In [1]:
import os, sys
import pandas as pd
import subprocess
from phonlab.utils import dir2df

# Phonlab tasks

This notebook contains short articles on common data analysis tasks you might need for your work in the Phonlab.

1. [Mirror a directory structure](#mirror_directory)
1. [Perform a task for every row in a DataFrame](#task_per_df_row)
1. [Find rows in a source DataFrame that do not have a match in a second DataFrame](#find_non_matched_rows)


## <a name="mirror_directory"></a>Mirror a directory structure

It can be very useful to copy the directory structure of one directory to another. For example, take a set of files in a source data directory `srcdir`, which we enumerate using [`dir2df()`](https://github.com/rsprouse/phonlab/blob/master/doc/Retrieving%20filenames%20in%20a%20directory%20tree%20with%20%60dir2df%28%29%60.ipynb):

In [2]:
srcdir = '../resource/mirrorexp/orig_data'
srcdf = dir2df(srcdir)
srcdf

Unnamed: 0,relpath,fname
0,subj1/trial1,acq1.tg
1,subj1/trial1,acq1.wav
2,subj1/trial1,acq2.tg
3,subj1/trial1,acq2.wav
4,subj1/trial2,acq1.tg
5,subj1/trial2,acq1.wav
6,subj1/trial2,acq2.tg
7,subj1/trial2,acq2.wav
8,subj2/trial1,acq1.tg
9,subj2/trial1,acq1.wav


The `srcdir` directory contains per-trial subdirectories nested in per-subject subdirectories of the toplevel directory. The unique set of subdirectory combinations is:

In [3]:
unique_relpath = srcdf.relpath.unique()
unique_relpath

[subj1/trial1, subj1/trial2, subj2/trial1, subj2/trial2]
Categories (4, object): [subj1/trial1, subj1/trial2, subj2/trial1, subj2/trial2]

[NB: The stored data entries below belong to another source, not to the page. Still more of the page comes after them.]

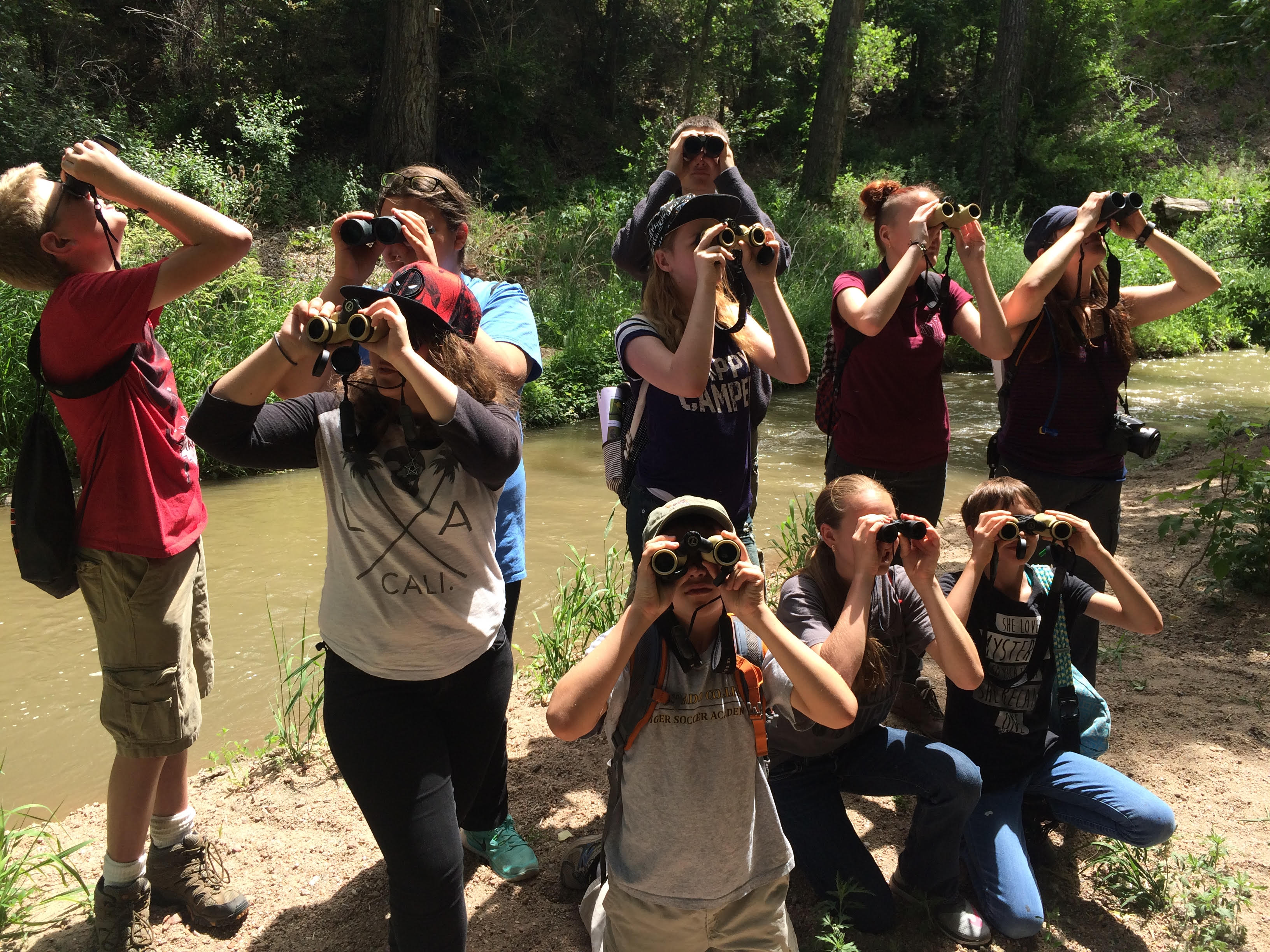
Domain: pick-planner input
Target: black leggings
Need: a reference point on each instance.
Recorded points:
(413, 754)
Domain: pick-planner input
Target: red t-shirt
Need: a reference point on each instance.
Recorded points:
(892, 414)
(144, 497)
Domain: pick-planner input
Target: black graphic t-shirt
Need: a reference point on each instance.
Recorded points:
(698, 446)
(1005, 730)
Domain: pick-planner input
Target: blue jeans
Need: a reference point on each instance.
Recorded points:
(1082, 794)
(881, 762)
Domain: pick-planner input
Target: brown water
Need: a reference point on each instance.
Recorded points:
(266, 551)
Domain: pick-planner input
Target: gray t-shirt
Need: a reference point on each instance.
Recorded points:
(897, 619)
(699, 824)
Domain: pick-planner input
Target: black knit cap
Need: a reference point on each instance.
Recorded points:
(684, 208)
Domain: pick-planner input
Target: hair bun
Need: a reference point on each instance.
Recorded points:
(875, 195)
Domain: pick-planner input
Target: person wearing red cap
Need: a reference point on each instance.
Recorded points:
(413, 457)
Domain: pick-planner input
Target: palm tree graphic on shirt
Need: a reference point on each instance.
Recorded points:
(364, 465)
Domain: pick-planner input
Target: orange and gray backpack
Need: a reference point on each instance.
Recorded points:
(740, 657)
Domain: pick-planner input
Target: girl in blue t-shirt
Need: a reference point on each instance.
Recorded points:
(698, 355)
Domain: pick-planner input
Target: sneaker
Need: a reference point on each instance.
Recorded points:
(957, 919)
(192, 875)
(505, 850)
(917, 705)
(121, 918)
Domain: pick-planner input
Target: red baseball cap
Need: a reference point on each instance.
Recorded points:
(425, 292)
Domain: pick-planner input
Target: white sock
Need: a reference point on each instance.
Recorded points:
(124, 874)
(169, 831)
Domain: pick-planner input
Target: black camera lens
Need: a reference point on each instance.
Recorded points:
(357, 231)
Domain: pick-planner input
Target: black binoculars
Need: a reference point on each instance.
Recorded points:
(953, 215)
(909, 528)
(1042, 525)
(717, 550)
(385, 229)
(1121, 205)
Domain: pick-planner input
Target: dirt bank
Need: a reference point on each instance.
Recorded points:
(1188, 721)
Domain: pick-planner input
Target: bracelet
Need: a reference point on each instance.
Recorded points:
(279, 345)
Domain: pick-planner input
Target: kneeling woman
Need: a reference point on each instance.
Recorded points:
(418, 669)
(861, 615)
(1004, 725)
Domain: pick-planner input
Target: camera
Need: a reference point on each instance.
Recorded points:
(954, 216)
(909, 528)
(674, 563)
(1121, 205)
(736, 235)
(1131, 434)
(385, 229)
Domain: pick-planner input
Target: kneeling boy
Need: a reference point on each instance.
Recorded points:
(695, 854)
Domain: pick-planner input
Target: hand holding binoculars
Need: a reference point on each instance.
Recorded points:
(348, 324)
(954, 216)
(1121, 206)
(909, 528)
(755, 235)
(385, 229)
(672, 564)
(1042, 525)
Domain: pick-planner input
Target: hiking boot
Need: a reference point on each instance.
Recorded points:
(192, 875)
(505, 850)
(121, 918)
(917, 705)
(957, 918)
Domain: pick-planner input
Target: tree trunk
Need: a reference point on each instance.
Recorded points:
(832, 101)
(404, 126)
(999, 145)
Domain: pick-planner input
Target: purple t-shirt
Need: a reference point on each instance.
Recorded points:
(892, 413)
(698, 446)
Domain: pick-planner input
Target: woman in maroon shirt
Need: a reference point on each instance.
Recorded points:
(1072, 354)
(892, 422)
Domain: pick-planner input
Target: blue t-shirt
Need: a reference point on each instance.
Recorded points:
(698, 447)
(507, 318)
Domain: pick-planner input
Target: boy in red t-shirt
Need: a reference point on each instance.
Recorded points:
(140, 553)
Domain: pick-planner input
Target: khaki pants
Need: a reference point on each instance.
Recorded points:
(757, 922)
(154, 645)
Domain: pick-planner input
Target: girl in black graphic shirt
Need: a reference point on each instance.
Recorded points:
(1005, 729)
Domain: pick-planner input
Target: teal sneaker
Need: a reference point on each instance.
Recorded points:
(505, 850)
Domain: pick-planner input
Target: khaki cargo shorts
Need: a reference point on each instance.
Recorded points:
(154, 644)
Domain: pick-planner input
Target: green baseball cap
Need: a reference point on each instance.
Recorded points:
(682, 507)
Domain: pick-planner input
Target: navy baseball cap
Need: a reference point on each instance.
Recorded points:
(1043, 229)
(684, 208)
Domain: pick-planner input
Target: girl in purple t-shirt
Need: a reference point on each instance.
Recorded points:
(892, 421)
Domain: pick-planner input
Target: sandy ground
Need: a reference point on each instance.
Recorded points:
(1188, 721)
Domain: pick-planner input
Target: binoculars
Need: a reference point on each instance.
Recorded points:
(385, 229)
(1042, 525)
(909, 528)
(346, 326)
(717, 550)
(755, 235)
(954, 216)
(1121, 205)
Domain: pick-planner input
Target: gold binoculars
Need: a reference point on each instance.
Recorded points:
(717, 550)
(954, 216)
(1042, 525)
(346, 326)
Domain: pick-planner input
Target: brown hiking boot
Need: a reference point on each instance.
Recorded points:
(121, 918)
(192, 875)
(919, 705)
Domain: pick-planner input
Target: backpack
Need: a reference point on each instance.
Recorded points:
(833, 364)
(648, 669)
(44, 516)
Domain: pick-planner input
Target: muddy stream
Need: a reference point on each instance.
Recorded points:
(266, 544)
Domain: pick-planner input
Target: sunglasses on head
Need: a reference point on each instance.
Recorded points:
(712, 145)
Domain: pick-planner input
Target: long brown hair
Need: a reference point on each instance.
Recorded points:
(831, 507)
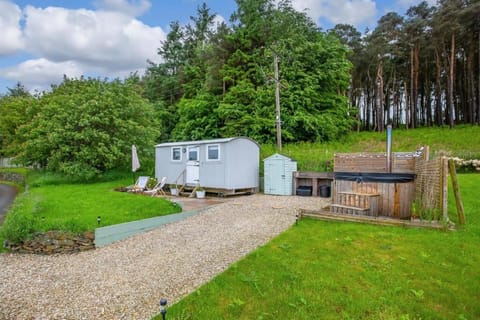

As part of your analysis workflow you wish to downsample all of the '.wav' files under `srcdir` using the `sox` command line utility and write the downsampled files to a cache directory `cachedir` that is separate from `srcdir`. To keep `cachedir` organized you will use the same directory structure as `srcdir`. Since `sox` will not create this directory structure for you, you must create the directory structure in `cachedir` first, then run `sox`.



In [4]:
cachedir = '../resource/mirrorexp/ds_files'

***WARNING:*** `cachedir` must not be contained anywhere under `srcdir`! The mirroring technique described in this article is very simple to implement but may produce unexpected results if `cachedir` is part of `srcdir`. It is okay if `cachedir` is a sibling of `srcdir`, e.g.:

```
# Acceptable organization of srcdir and cachedir in 'myexp'
../resource/mirrorexp/orig_data    # srcdir
../resource/mirrorexp/ds_files     # cachedir

# This is not okay!
../resource/mirrorexp/orig_data/ds_files  # cachedir contained in srcdir
```

The simple way to copy the structure is to loop over the unique set of relative paths that were found `srcdir` and create them in the `cachedir` using [os.makedirs()](https://docs.python.org/3/library/os.html#os.makedirs).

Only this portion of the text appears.